Tell us about your experiences with Brian Lara. Has he been supportive of the project?
After initial conversations with Brian Lara’s manager, Brian was happy for the film to go ahead, but initially chose not to be involved in the project. But…well, without giving too much away, it is fair to say that our filming trip to Trinidad in April was a huge success and has helped to elevate the story to a more compelling level. More importantly, I’d like to think that it has also built some important trust between Brian and myself as a filmmaker and fan. Brian very kindly invited me to his 50th birthday party at his mansion in the Port of Spain, so that was a truly amazing night that I will never, ever forget.
Beyond the premiere screenings in Birmingham, what are your hopes for the film beyond this summer?
We’re currently exploring the possibility of a screening at Lord’s cricket ground. There’s also interest in a screening in Trinidad and we have a number of great contacts in the Caribbean, India and Australia where we feel that the film will go down incredibly well. It’s early days, but Sky Sports have also expressed an interest in the film, which is obviously great to hear.

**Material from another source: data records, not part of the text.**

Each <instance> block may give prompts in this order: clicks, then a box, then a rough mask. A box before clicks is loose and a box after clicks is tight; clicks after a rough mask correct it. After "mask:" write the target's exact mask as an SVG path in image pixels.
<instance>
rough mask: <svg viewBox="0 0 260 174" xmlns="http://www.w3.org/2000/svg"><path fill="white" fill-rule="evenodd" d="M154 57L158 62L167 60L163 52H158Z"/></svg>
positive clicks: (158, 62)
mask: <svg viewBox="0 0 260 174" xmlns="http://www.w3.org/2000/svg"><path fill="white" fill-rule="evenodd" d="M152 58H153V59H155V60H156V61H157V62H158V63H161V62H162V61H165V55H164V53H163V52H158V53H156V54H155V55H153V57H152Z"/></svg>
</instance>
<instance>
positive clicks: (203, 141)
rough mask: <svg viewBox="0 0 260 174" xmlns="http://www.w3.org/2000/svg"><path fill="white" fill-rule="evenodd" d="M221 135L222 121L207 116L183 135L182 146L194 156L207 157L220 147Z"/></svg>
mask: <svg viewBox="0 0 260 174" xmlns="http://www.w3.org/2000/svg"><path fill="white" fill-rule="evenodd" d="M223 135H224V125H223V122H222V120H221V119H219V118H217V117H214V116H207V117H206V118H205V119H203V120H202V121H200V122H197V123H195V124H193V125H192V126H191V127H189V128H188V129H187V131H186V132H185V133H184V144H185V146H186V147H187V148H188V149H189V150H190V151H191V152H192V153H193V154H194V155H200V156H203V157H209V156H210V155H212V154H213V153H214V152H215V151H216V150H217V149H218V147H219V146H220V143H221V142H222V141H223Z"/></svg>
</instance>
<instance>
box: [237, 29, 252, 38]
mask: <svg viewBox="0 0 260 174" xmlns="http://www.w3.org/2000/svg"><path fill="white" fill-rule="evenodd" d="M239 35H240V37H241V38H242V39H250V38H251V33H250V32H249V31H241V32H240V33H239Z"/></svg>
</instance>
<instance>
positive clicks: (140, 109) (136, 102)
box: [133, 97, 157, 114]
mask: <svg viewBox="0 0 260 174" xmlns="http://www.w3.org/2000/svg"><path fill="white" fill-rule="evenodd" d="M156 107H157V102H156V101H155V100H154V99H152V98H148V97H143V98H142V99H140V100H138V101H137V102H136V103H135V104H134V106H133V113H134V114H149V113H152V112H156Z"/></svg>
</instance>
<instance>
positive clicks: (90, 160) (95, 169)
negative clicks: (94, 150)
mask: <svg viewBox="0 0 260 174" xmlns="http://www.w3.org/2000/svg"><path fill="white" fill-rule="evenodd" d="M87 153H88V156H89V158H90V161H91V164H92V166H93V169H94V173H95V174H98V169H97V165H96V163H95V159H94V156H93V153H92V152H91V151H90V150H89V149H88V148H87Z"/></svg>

Is it hard to find support in the Midlands - whether financial or otherwise - for projects like 501 Not Out?
We started out with an Indiegogo crowd-funding campaign last year and, although challenging in the current climate, it proved to be a great way to raise some initial finance for the film. It also helped to create a real buzz around the project, which led to some fantastic national press and radio exposure. Warwickshire County Cricket Club has been supportive from the outset in helping us with access to players and locations for a number of shoots at Edgbaston, and more recently, Marston’s Brewery came on board as our headline sponsor. Alongside the financial help, they’ve also provided PR, branding and social media assistance, as well as support for our world premiere at MAC. Without those initial crowdfunders and the support of Marston’s, 501 Not Out just simply would not have been possible to make.
501 Not Out premieres at MAC on Saturday 17th August, with an encore screening on Wednesday 21st August.